Clearly, the long-term General Sentiment Indicator has already fallen deep into negative territory. Paradoxically, this is precisely where its positive significance lies: sentiment is already so poor that a large portion of the negative factors is likely already priced in. The indicator has now also fallen to a level similar to that seen during past lows of the S&P 500 Index.

The picture is similar for the General Sentiment Indicator based on short-term inputs. Recently, however, it appears to be signaling that sentiment is improving again. And we all know what actually always happens in the stock markets as soon as sentiment brightens…

The S&P 500 Index’s direct sentiment barometer also provides initial indications that sentiment has not deteriorated further recently. Here, too, the situation could gradually brighten.

Impressive—and likely surprising to many market participants—is the trend in the ratio between cyclical and non-cyclical stocks. Investors typically buy non-cyclical stocks when they want to reduce risk and take a more defensive position. However, the ratio now shows that investors have recently preferred cyclical stocks. But they only do so when they are convinced of an economic upswing… This doesn’t fit at all with current global geopolitical events. But the market’s message is remarkably clear.

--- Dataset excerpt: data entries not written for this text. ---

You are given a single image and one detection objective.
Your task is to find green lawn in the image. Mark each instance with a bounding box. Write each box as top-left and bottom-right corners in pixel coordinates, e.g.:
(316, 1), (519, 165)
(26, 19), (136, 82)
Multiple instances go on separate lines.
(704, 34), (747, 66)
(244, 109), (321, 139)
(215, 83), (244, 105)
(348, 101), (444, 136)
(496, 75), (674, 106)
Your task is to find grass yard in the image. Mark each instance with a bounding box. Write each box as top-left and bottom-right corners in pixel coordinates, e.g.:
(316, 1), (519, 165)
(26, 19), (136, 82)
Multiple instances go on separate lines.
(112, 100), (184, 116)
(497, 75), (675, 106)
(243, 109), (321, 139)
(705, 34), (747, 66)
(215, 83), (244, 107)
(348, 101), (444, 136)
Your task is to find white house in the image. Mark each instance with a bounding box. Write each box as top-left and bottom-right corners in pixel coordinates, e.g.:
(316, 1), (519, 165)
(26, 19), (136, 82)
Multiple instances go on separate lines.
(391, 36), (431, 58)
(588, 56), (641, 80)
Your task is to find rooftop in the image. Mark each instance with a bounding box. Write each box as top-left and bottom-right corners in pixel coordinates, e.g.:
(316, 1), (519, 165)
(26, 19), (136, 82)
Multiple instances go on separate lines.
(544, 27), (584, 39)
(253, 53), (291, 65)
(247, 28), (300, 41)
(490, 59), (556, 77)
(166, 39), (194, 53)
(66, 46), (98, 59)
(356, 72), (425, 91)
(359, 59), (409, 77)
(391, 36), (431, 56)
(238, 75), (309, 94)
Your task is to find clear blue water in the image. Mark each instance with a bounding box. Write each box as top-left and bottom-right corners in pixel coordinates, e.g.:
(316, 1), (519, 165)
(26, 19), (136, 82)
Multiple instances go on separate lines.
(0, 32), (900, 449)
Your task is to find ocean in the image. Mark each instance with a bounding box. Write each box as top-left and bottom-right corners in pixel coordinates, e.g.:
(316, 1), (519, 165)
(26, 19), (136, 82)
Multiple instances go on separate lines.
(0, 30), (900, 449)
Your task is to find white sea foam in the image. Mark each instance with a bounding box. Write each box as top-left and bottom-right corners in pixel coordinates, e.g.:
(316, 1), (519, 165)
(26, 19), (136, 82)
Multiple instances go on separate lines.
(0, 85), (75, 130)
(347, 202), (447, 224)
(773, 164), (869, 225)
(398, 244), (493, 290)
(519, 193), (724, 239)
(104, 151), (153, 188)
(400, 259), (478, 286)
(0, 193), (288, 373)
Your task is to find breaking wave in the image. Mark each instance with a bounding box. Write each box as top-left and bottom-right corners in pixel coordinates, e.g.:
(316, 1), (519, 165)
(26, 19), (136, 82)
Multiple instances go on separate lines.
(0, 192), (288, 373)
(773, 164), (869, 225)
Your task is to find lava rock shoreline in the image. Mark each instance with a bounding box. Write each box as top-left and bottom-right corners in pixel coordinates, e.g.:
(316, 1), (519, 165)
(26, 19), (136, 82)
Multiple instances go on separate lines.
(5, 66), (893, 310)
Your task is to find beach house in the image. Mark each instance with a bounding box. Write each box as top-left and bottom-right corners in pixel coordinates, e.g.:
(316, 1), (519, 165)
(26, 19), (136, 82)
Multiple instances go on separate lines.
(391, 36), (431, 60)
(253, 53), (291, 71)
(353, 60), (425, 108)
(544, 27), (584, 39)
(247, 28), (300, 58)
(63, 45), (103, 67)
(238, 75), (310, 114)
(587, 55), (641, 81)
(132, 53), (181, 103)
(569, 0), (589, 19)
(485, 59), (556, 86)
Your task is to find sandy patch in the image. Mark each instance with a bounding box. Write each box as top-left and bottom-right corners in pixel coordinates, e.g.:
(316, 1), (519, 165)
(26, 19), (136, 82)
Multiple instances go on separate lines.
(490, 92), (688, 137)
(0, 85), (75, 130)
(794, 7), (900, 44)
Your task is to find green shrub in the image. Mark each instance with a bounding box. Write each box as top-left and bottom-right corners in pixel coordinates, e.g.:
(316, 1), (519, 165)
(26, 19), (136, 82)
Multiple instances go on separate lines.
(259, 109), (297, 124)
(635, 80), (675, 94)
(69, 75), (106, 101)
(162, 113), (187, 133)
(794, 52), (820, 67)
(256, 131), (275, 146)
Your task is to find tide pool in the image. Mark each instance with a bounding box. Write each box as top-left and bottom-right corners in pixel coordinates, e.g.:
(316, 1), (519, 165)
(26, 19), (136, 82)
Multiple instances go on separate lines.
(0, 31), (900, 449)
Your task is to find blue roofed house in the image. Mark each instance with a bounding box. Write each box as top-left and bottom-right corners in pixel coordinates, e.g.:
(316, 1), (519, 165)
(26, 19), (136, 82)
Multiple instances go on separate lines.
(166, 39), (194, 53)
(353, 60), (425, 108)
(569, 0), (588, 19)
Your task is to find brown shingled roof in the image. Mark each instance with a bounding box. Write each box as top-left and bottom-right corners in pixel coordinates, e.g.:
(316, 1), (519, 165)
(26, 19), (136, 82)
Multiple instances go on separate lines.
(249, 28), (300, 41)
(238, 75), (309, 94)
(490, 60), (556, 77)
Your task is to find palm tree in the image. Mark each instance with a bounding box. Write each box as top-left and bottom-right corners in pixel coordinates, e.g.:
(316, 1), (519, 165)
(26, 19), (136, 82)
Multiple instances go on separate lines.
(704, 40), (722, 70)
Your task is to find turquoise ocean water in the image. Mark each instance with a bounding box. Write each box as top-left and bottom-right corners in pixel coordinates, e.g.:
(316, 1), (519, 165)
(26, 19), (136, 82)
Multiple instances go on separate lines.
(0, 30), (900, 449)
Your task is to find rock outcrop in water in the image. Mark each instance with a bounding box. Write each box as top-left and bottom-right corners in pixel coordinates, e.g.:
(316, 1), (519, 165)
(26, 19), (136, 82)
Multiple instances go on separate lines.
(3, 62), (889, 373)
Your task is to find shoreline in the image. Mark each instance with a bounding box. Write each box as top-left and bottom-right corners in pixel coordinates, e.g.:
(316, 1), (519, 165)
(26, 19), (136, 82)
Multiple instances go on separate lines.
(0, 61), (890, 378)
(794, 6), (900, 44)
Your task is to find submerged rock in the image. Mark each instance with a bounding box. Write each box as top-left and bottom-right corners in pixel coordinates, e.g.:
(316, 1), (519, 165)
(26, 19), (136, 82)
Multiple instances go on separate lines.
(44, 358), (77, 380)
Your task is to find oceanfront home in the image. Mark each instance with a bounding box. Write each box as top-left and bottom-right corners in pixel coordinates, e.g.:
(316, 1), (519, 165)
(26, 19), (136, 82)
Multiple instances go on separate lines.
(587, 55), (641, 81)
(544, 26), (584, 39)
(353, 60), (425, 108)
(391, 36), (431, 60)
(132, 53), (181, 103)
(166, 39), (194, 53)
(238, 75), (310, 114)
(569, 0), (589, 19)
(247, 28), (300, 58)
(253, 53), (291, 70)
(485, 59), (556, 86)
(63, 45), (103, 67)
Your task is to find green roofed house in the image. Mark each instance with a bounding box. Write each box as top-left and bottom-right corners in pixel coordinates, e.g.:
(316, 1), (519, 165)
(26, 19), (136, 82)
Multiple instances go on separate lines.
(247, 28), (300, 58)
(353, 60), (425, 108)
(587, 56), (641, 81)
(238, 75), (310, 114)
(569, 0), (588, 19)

According to a recent analysis, Bitcoin’s price trend is also a good indicator of liquidity —and ultimately of investors’ risk appetite. In recent years, many crypto investors have been convinced that these assets represent an alternative when it comes to managing risk. That may well be true in one form or another. However, developments over the past few months have tended to show that they are primarily a reflection of market liquidity. That is precisely why they are also a useful indicator for the rest of the financial markets, particularly for the stock markets.

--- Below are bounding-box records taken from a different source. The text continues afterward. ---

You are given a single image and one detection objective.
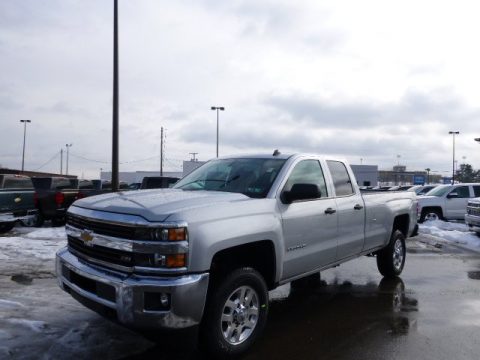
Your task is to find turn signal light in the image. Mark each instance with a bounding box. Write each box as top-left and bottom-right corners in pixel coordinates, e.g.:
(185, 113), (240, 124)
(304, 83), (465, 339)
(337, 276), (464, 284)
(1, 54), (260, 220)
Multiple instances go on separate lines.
(168, 228), (188, 241)
(166, 254), (187, 268)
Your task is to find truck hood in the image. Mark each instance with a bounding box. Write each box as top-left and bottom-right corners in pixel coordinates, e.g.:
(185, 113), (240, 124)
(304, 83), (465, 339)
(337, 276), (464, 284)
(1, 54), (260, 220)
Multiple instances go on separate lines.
(73, 189), (250, 221)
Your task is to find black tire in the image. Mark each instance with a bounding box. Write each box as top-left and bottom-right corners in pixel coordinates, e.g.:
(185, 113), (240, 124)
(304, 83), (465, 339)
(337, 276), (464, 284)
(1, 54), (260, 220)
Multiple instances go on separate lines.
(199, 268), (268, 358)
(33, 213), (45, 227)
(377, 230), (407, 278)
(290, 272), (322, 291)
(0, 222), (15, 234)
(418, 209), (443, 223)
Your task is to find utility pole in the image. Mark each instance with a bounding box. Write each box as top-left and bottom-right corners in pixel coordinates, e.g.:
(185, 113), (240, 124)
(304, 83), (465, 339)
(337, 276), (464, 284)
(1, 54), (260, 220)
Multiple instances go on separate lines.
(20, 120), (32, 172)
(65, 144), (73, 175)
(112, 0), (119, 192)
(160, 126), (163, 176)
(448, 131), (460, 185)
(210, 106), (225, 157)
(189, 153), (198, 161)
(60, 148), (63, 175)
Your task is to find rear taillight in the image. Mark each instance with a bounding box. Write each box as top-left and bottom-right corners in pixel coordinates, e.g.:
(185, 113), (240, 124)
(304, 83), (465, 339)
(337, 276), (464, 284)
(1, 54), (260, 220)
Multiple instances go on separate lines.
(55, 192), (65, 206)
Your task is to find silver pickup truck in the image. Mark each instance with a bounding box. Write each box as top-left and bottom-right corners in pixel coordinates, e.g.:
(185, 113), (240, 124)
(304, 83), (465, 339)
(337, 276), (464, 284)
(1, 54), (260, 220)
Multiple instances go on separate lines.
(56, 153), (417, 356)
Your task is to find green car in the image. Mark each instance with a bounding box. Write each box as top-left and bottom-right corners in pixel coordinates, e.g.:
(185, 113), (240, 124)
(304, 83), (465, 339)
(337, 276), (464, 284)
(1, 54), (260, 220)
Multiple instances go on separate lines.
(0, 174), (37, 234)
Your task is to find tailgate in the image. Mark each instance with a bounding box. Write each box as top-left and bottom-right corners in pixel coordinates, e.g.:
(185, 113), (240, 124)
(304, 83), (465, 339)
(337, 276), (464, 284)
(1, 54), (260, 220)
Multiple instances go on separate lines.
(0, 190), (35, 215)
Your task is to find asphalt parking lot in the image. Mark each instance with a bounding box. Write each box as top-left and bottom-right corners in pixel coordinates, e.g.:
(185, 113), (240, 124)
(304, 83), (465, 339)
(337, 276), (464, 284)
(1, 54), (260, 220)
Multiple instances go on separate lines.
(0, 231), (480, 360)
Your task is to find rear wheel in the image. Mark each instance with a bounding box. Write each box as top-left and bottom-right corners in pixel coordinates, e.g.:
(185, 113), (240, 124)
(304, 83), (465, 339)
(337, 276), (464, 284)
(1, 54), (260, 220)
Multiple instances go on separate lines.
(0, 222), (15, 234)
(199, 268), (268, 357)
(377, 230), (407, 278)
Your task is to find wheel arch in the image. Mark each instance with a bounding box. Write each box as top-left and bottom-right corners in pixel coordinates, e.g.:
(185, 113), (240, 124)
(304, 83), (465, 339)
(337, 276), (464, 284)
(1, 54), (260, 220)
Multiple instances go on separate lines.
(210, 240), (277, 290)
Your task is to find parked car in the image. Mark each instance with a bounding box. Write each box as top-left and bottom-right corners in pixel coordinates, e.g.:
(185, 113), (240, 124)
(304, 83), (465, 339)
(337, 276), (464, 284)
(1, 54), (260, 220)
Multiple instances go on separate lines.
(0, 174), (37, 234)
(418, 183), (480, 222)
(32, 177), (78, 226)
(465, 197), (480, 236)
(56, 152), (417, 356)
(140, 176), (179, 189)
(408, 185), (438, 196)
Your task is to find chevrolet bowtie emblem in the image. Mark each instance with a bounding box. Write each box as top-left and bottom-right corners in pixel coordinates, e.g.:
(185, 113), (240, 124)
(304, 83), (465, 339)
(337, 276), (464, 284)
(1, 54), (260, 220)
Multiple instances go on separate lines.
(80, 230), (93, 245)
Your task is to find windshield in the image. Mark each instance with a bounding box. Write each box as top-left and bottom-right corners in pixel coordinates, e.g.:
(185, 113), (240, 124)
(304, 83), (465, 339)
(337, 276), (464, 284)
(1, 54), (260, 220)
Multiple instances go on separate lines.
(425, 185), (452, 197)
(173, 158), (285, 198)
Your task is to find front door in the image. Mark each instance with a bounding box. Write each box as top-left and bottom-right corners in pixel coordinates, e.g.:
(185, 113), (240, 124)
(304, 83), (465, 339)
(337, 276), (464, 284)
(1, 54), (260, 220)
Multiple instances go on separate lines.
(279, 159), (337, 279)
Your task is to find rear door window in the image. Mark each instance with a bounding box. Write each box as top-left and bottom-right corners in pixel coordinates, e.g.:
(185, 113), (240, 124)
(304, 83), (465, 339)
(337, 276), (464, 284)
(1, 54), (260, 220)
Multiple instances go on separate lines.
(473, 186), (480, 197)
(284, 160), (328, 198)
(327, 160), (355, 196)
(451, 186), (470, 198)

Liquidity is the lifeblood of any market rally. When it becomes scarce, stock markets come under pressure. In fact, a comparison between the price movements of the Dow Jones Industrial Average and Bitcoin reveals a high correlation. One even gets the impression that Bitcoin, with its price decline since the fall, has already anticipated the stock market correction. And this is not the first time.

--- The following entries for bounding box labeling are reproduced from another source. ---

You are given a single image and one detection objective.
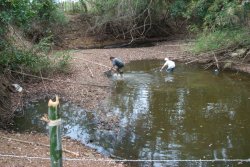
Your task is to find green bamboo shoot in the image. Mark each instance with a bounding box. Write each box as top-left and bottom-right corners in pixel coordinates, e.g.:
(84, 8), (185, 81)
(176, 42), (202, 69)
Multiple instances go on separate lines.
(48, 96), (62, 167)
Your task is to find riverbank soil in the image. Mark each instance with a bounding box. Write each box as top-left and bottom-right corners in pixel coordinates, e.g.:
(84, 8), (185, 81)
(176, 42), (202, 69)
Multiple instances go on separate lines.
(0, 13), (250, 167)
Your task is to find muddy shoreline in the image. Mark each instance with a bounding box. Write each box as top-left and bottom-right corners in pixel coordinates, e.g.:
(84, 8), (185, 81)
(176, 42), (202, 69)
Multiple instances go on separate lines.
(0, 40), (250, 166)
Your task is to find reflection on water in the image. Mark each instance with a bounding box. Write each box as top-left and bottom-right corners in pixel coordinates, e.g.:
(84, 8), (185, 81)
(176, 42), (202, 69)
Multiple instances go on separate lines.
(13, 60), (250, 166)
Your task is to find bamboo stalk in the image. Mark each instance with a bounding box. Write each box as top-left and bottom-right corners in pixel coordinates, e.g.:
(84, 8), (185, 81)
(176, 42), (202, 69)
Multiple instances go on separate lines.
(48, 96), (62, 167)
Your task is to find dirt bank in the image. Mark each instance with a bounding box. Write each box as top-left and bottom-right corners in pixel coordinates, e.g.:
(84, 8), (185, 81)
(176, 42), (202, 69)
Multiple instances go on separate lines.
(0, 40), (250, 166)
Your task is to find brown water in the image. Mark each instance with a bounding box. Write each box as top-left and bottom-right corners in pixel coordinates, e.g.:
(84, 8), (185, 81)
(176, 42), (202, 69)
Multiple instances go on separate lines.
(14, 60), (250, 167)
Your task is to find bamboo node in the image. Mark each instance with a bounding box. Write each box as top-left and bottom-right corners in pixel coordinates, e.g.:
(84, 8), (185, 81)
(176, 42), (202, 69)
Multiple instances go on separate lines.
(48, 118), (62, 126)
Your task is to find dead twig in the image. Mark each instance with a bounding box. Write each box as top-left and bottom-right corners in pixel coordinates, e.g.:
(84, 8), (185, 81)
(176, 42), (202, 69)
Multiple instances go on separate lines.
(10, 70), (109, 87)
(214, 53), (220, 69)
(85, 63), (94, 78)
(0, 136), (79, 156)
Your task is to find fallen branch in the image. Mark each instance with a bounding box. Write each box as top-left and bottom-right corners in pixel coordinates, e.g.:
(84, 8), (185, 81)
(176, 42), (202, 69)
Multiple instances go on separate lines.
(74, 57), (110, 68)
(0, 136), (79, 156)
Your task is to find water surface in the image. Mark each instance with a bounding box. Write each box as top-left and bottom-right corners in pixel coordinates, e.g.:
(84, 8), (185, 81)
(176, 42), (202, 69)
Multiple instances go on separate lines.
(14, 60), (250, 166)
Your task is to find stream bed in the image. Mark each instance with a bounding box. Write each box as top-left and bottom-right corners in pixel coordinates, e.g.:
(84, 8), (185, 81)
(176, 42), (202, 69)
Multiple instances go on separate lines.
(13, 60), (250, 167)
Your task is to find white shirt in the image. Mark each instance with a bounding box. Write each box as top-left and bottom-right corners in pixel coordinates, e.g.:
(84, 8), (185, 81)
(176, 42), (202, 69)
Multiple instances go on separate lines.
(164, 60), (175, 69)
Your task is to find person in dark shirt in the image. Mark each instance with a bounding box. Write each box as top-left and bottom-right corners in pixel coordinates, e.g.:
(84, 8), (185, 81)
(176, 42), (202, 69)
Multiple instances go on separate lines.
(110, 56), (125, 77)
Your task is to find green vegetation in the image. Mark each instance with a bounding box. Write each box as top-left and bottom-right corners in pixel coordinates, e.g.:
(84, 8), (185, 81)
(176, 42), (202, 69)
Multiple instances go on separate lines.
(0, 0), (250, 73)
(186, 0), (250, 53)
(0, 0), (69, 73)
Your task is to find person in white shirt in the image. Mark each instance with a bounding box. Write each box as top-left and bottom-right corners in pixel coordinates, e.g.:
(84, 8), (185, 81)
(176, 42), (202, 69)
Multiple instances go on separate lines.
(160, 58), (175, 72)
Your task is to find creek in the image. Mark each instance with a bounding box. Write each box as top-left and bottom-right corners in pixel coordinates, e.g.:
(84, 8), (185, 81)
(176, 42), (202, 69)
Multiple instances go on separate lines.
(13, 60), (250, 167)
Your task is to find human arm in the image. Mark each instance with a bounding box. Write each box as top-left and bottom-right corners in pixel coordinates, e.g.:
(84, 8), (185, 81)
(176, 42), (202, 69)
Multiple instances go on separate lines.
(160, 63), (167, 71)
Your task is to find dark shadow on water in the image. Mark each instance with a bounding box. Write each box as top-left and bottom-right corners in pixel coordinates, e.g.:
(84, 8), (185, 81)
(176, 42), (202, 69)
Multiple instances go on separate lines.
(13, 60), (250, 167)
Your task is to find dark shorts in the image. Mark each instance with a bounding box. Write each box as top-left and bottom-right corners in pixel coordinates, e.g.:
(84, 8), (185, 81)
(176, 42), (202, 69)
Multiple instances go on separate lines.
(117, 66), (124, 74)
(167, 68), (174, 72)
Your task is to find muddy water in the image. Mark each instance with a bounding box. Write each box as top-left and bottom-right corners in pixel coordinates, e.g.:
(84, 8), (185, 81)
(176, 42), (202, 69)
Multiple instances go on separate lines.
(14, 60), (250, 166)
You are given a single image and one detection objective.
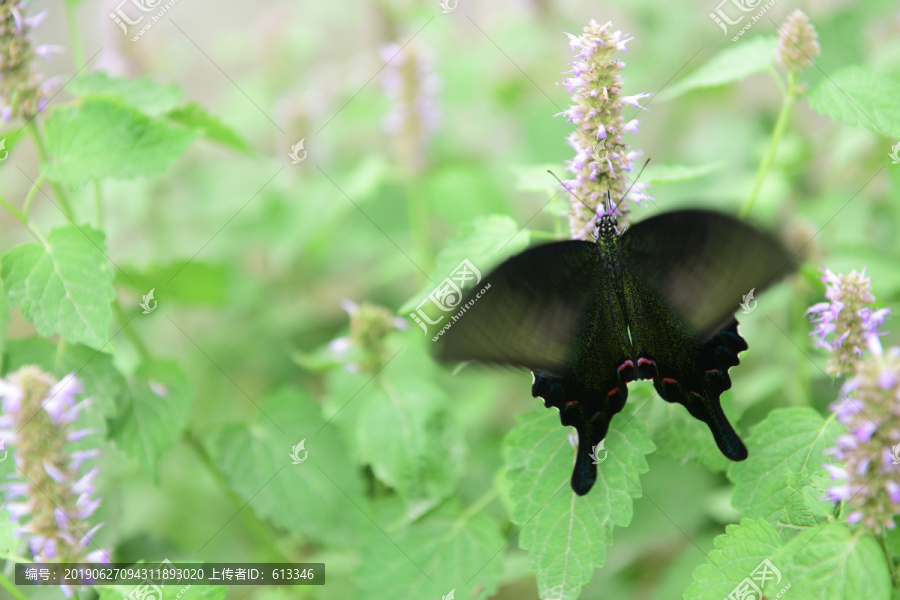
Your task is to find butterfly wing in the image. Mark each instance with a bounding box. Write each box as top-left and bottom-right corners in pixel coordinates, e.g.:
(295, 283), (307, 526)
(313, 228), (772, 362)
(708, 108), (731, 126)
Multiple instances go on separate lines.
(437, 241), (601, 373)
(621, 210), (793, 339)
(624, 262), (747, 460)
(438, 241), (633, 495)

Even though we are showing the comparison with the Dow Jones Industrial here, the comparison with the Nasdaq Index is even more striking. The Nasdaq Composite’s most recent all-time high was reached at the end of October 2025. This makes perfect sense, as typical Nasdaq stocks, unlike many Dow Jones stocks, do not pay dividends or are of a more speculative nature.

Central banks are, of course, primarily responsible for market liquidity. A comparison of global M2 money supply trends with the S&P 500 Index confirms that a correlation exists—provided M2 is given a three-month lead time. It takes some time for new liquidity to be invested and thus have an impact on financial markets. The positive message from this chart: The money supply has recently risen again, which should be a positive signal for equity investors.

Incidentally, the positive message regarding liquidity trends also applies to crypto investors, who have recently been through such a tough time: The expansion of global M2 should actually lead to cryptos soon completing their correction phase.

Back to the stock market. Smart Investors Action shows us how smart investors with deep pockets are behaving. The light blue area indicates whether they are distributing or accumulating. After a phase in which they reduced their investments, they are now accumulating heavily again: the blue area is pointing upward once more…

We are therefore seeing sufficient long-term indications that the stock market is not facing a sustained correction, but rather a potentially impressive rally. Of course: A potential escalation in the Iran conflict in the coming hours could once again trigger a violent reaction in the financial markets. But accumulating rather than distributing should currently be the prevailing view.